Molly Stewart à tiré un trait sur son passé de prostituée, terminé les bIowjob dans les rues malfamées d’Hollywood Boulevard et les passes dans les hôtels miteux, elle est désormais étudiante en droit. Mais lorsqu’elle apprend le meurtre du Lt. Andrews, elle décide de revenir sur le trottoir, non pas pour se faire tringler mais pour traquer son meurtrier.
Après le succès affolant rencontré par le premier opus (1M$ de budget, il en rapportera… 17 fois plus !), Angel est de retour, enfin… sur le papier seulement. En effet, Donna Wilkes n’a pas été reconduite (elle réclamait, à juste titre, un meilleur cachet) et a été remplacée par Betsy Russell, il en est de même avec Cliff Gorman (qui incarnait le Lt. Andrews), remplacé par Robert F. Lyons. Bref, si le casting n’a aucun sens, rassurez-vous, il en sera de même avec le reste du film.
Angel II : La Vengeance (1985) est l’exemple même de la suite opportuniste, lancée en production en urgence et de façon catastrophique, quelques mois seulement à peine après la sortie du premier opus (cette suite est sortie un an jour pour jour, ne laissant que très peu de temps pour élaborer un scénario qui en vaille la peine). D’une édition à une autre, le titre varie et se fait appeler "La Vengeance de l’ange", à ne pas confondre avec L'Ange de la vengeance (1982) d'Abel Ferrara.
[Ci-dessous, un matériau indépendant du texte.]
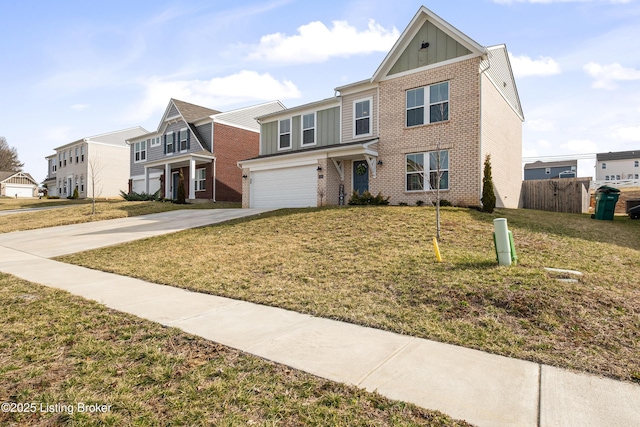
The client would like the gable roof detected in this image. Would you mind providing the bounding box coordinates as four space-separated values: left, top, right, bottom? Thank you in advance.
0 171 38 185
596 150 640 162
212 101 286 132
371 6 487 82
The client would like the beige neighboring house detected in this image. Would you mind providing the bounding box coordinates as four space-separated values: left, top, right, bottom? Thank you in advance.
238 7 524 208
44 126 147 199
0 171 38 198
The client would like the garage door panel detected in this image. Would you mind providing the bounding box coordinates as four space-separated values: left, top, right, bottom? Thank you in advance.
250 165 317 208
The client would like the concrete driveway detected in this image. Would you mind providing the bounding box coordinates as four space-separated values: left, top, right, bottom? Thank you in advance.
0 209 272 258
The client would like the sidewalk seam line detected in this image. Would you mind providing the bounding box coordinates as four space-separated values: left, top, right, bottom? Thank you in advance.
356 335 418 387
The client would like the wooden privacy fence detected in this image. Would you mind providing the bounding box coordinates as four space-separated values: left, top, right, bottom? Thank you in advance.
520 178 591 213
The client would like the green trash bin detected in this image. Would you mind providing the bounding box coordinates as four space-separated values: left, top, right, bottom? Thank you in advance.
593 185 620 221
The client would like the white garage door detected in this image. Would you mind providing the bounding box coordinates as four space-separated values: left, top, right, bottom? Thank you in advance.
5 185 33 197
249 165 318 208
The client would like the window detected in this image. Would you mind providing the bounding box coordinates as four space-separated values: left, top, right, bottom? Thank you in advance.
164 132 175 154
278 119 291 150
407 82 449 127
195 168 207 191
133 141 147 163
405 150 449 191
302 113 316 145
353 99 371 136
180 129 189 151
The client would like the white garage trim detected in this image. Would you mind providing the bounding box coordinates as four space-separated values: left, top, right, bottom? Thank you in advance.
249 163 318 208
4 184 35 197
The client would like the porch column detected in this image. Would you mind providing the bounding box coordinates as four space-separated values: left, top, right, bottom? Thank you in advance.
189 158 196 200
144 166 149 194
164 163 172 199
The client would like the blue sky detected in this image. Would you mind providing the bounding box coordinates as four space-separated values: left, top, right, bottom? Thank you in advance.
0 0 640 181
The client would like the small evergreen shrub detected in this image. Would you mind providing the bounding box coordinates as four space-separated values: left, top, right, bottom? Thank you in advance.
348 190 389 206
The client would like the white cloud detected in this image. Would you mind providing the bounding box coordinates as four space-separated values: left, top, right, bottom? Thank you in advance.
560 139 598 153
493 0 632 4
509 53 562 77
525 119 556 132
583 62 640 90
608 126 640 141
127 70 301 120
248 19 400 63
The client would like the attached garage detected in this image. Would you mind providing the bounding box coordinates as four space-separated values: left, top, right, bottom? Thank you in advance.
5 184 35 197
0 172 38 197
249 164 318 208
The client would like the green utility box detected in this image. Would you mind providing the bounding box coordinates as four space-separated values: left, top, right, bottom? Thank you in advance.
592 185 620 221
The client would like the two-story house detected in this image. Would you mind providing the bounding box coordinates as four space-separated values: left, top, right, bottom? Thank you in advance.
524 160 578 181
238 7 524 208
596 150 640 181
44 126 147 199
128 99 284 202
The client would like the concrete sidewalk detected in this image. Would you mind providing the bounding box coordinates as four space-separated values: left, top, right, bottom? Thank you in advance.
0 214 640 427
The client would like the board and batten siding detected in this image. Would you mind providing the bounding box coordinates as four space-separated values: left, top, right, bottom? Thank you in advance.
342 88 378 142
260 107 340 156
388 21 471 76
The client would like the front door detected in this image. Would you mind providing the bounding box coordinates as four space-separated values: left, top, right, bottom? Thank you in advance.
171 172 180 200
353 160 369 195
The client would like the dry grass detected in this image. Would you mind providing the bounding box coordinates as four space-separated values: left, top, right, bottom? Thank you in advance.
0 274 469 426
0 199 241 233
62 207 640 381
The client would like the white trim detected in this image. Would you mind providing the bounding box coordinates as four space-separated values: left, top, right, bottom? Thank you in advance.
300 111 318 147
351 96 373 139
276 117 293 151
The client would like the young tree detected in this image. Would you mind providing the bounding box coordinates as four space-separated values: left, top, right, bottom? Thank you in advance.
0 136 24 172
481 155 496 213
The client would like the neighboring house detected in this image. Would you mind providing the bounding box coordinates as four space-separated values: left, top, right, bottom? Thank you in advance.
127 99 284 202
524 160 578 181
596 150 640 181
0 172 38 197
239 7 524 208
42 154 60 196
45 126 147 199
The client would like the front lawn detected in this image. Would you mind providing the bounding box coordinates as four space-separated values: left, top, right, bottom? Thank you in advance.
0 199 241 233
61 207 640 382
0 273 470 427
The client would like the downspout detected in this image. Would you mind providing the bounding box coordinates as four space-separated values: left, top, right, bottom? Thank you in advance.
478 48 491 207
212 157 216 203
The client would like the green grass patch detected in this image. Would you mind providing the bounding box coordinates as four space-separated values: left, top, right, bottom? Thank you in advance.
0 199 241 233
60 207 640 381
0 274 469 426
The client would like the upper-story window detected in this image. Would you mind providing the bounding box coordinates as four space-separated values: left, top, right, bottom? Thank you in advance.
302 113 316 145
133 140 147 162
406 82 449 127
164 132 176 154
353 98 372 137
278 119 291 150
180 129 189 151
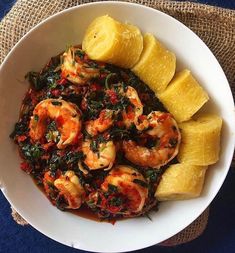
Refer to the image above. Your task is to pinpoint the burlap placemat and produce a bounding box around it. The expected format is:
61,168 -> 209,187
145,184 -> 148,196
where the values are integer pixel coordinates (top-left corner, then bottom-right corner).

Le film de Robert Vincent O'Neill à les mêmes défauts que le précédent, à savoir des protagonistes caricaturés à la truelle et foncièrement ridicule (le cowboy et le trans, au secours), ainsi que d’énormes fautes de goût, ne sachant jamais sur quel pied danser, la comédie ou le drame. Enfin, pour la petite anecdote, la scène finale
(avec la grotesque et risible chute dans le vide du nourrisson)
a été tournée dans le Bradbury Building, là même où bon nombre de films y ont été tournés, notamment Blade Runner (1982).